Environmental liability is a matter of fairness. The deterrence effect of environmental liability also helps to reduce environmental pollution. Unsurprisingly, environmental liability acts have emerged in many jurisdictions around the globe. Quite a number of them will soon go under revision. In view of that, we undertake the development of a Model Law on Environmental Liability. Our model law covers both the public law and the private law side of environmental liability, offering more choices for regulators.
During the last 15 years, climate change litigation, including tort litigation against “carbon majors” (private companies having substantially contributed to climate change) has also spread across the globe. However, classic tort law has, in most jurisdictions, not adapted to process tort climate change claims. As these claims are frequently raised, we offer users the possibility to integrate climate change liability into their respective environmental liability act. We recommend setting up a few particular rules for climate change tort litigation. Leaving judges with the current tort law system is not an attractive alternative. Without specific rules, judges face the uncomfortable choice of either overburdening the companies that contributed to climate change with a disproportionate compensation obligation for the entire damage or to leave the victims of climate change without effective rights. Please take a look at how we offer jurisdictions the possibility to strike a fair balance.

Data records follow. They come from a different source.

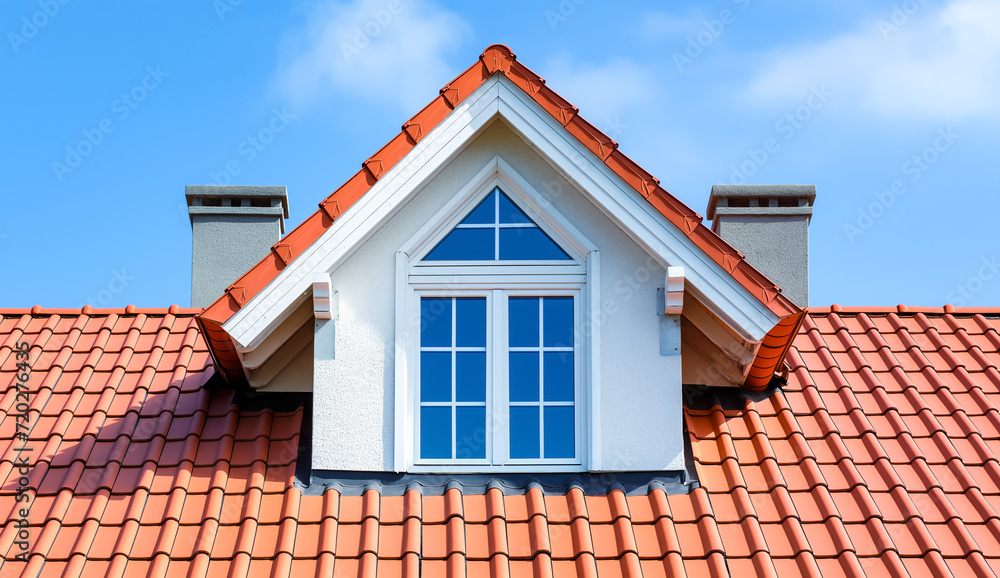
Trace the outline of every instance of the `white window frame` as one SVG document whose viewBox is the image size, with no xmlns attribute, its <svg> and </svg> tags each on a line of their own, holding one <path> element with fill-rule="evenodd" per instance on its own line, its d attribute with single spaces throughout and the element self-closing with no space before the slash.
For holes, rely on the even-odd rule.
<svg viewBox="0 0 1000 578">
<path fill-rule="evenodd" d="M 582 286 L 577 289 L 492 289 L 492 290 L 451 290 L 447 288 L 421 288 L 416 290 L 415 298 L 417 302 L 414 306 L 419 311 L 420 299 L 427 298 L 463 298 L 463 297 L 485 297 L 486 315 L 488 317 L 486 334 L 486 457 L 484 459 L 420 459 L 417 453 L 420 448 L 420 399 L 413 396 L 413 471 L 427 470 L 439 472 L 442 466 L 462 467 L 469 466 L 468 469 L 475 471 L 486 471 L 493 468 L 504 471 L 512 469 L 523 469 L 524 471 L 539 471 L 538 466 L 545 466 L 546 471 L 582 471 L 586 456 L 586 436 L 584 435 L 585 413 L 583 382 L 585 375 L 585 356 L 581 353 L 583 343 L 582 332 L 577 329 L 581 327 L 583 318 L 582 307 Z M 507 356 L 510 349 L 508 347 L 509 317 L 507 315 L 507 303 L 511 297 L 572 297 L 573 298 L 573 352 L 574 352 L 574 395 L 573 410 L 574 423 L 576 424 L 576 435 L 573 439 L 576 455 L 572 458 L 537 458 L 537 459 L 511 459 L 509 447 L 509 431 L 507 424 L 510 423 L 510 399 L 508 389 L 505 384 L 508 382 Z M 452 310 L 452 323 L 455 323 L 455 310 Z M 419 327 L 418 327 L 419 331 Z M 414 357 L 414 375 L 420 375 L 420 346 L 417 346 L 417 355 Z M 459 404 L 461 402 L 458 402 Z M 456 402 L 452 401 L 450 405 Z M 563 402 L 553 403 L 540 400 L 539 407 L 545 405 L 564 405 Z M 454 419 L 454 417 L 453 417 Z M 539 418 L 539 443 L 544 447 L 544 415 Z M 455 439 L 452 439 L 452 452 L 455 451 Z"/>
<path fill-rule="evenodd" d="M 571 260 L 422 262 L 469 211 L 499 187 Z M 396 253 L 396 471 L 414 473 L 573 472 L 600 469 L 599 268 L 596 246 L 502 158 L 494 157 Z M 420 298 L 490 295 L 486 460 L 419 460 Z M 506 366 L 509 296 L 573 296 L 576 458 L 507 459 Z M 499 365 L 498 365 L 499 364 Z M 495 382 L 499 379 L 499 382 Z M 504 396 L 495 399 L 494 396 Z M 500 403 L 497 403 L 500 402 Z M 499 411 L 501 415 L 495 415 Z M 499 427 L 490 422 L 502 419 Z M 543 435 L 542 432 L 540 432 Z M 503 438 L 503 439 L 498 439 Z M 491 457 L 492 456 L 492 457 Z"/>
<path fill-rule="evenodd" d="M 447 463 L 453 464 L 453 465 L 468 465 L 468 466 L 476 466 L 478 468 L 482 468 L 484 466 L 490 465 L 492 463 L 492 459 L 493 459 L 492 458 L 492 454 L 493 454 L 493 452 L 492 452 L 493 432 L 490 431 L 489 424 L 490 424 L 490 419 L 491 419 L 490 409 L 492 407 L 494 407 L 493 400 L 494 400 L 494 396 L 495 396 L 495 392 L 496 392 L 497 386 L 494 383 L 494 377 L 496 375 L 495 374 L 496 361 L 495 361 L 495 356 L 491 355 L 491 353 L 493 352 L 493 345 L 494 345 L 494 342 L 495 342 L 495 338 L 494 338 L 493 332 L 490 331 L 490 329 L 493 326 L 492 320 L 495 319 L 495 317 L 496 317 L 495 313 L 493 311 L 494 305 L 493 305 L 493 294 L 492 293 L 493 293 L 492 291 L 485 291 L 485 290 L 479 290 L 479 291 L 473 290 L 473 291 L 455 292 L 455 291 L 447 291 L 447 290 L 437 291 L 437 290 L 433 290 L 433 289 L 428 289 L 428 290 L 425 290 L 425 291 L 418 291 L 418 292 L 416 292 L 416 295 L 415 295 L 415 297 L 417 299 L 417 303 L 415 304 L 415 306 L 417 308 L 417 311 L 420 311 L 420 299 L 424 298 L 424 297 L 428 297 L 428 298 L 445 297 L 445 298 L 459 298 L 459 299 L 461 299 L 463 297 L 483 297 L 483 298 L 486 299 L 486 317 L 487 317 L 487 320 L 488 320 L 487 325 L 486 325 L 486 327 L 487 327 L 487 331 L 486 331 L 486 422 L 487 422 L 487 427 L 486 427 L 486 436 L 487 436 L 486 437 L 486 457 L 484 459 L 460 459 L 460 458 L 448 459 Z M 456 324 L 457 313 L 458 313 L 457 308 L 453 307 L 452 310 L 451 310 L 451 325 L 452 325 L 451 331 L 452 331 L 452 341 L 453 342 L 454 342 L 454 339 L 455 339 L 455 324 Z M 419 332 L 419 327 L 417 328 L 417 331 Z M 451 345 L 449 347 L 449 349 L 456 349 L 456 347 L 457 346 L 453 344 L 453 345 Z M 414 371 L 416 372 L 416 373 L 414 373 L 414 375 L 416 375 L 416 376 L 420 375 L 420 350 L 421 350 L 421 346 L 418 343 L 417 344 L 417 354 L 413 358 Z M 456 401 L 454 387 L 455 387 L 455 384 L 452 384 L 452 401 L 449 403 L 449 405 L 453 406 L 453 407 L 457 407 L 458 405 L 462 404 L 463 402 Z M 415 404 L 415 406 L 413 408 L 413 419 L 414 419 L 414 421 L 413 421 L 413 443 L 414 443 L 414 446 L 413 447 L 414 447 L 414 456 L 416 456 L 417 448 L 420 447 L 420 407 L 421 407 L 421 403 L 420 403 L 420 398 L 417 395 L 413 396 L 413 401 L 414 401 L 414 404 Z M 478 404 L 476 404 L 476 405 L 478 405 Z M 496 419 L 496 418 L 494 417 L 494 419 Z M 452 427 L 455 427 L 455 412 L 452 412 Z M 451 440 L 451 451 L 452 451 L 452 454 L 455 454 L 455 449 L 456 449 L 455 445 L 456 445 L 456 440 L 453 437 L 452 440 Z M 439 460 L 417 460 L 414 465 L 419 467 L 419 466 L 422 466 L 422 465 L 426 466 L 426 465 L 432 465 L 432 464 L 437 464 L 437 463 L 442 463 L 442 462 L 440 462 Z"/>
</svg>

In view of the different implementation capacities of jurisdictions, including those of developed economies, the following colour coding is used in this Model Law on Environmental Liability:
- Green stands for provisions which are “technically easy to implement” or “unavoidable / essential whilst being of medium difficulty to implement”; we thus recommend the green provisions for all jurisdictions.
- The provisions marked in yellow are all of medium difficulty.
The model law is constructed in such a way that it could “stand” with the green provisions alone, but that the sections or provisions in yellow can be added as extension modules.
In the above, we refer to the aspect of technically simple and medium implementation. This parameter alone should not be the basis on which provisions are included or excluded in a particular regulation. What is more important is the overall quantitative implementation and in particular, the enforcement capacity of the jurisdiction, even very advanced technical jurisdictions should consider this carefully. Hence the following questions need to be answered:
- Do we have the necessary (quantitative) enforcement capacities to enforce all the provisions we deem ideal?
- If not, which provisions shall we mainly focus on in terms of enforcement, where shall we steer our resources?
As a result of this sequence of questions, even some provisions marked in green will need to be eliminated at the end of the day, and this even in technically very advanced jurisdictions. Again, we encourage the regulator to be selective.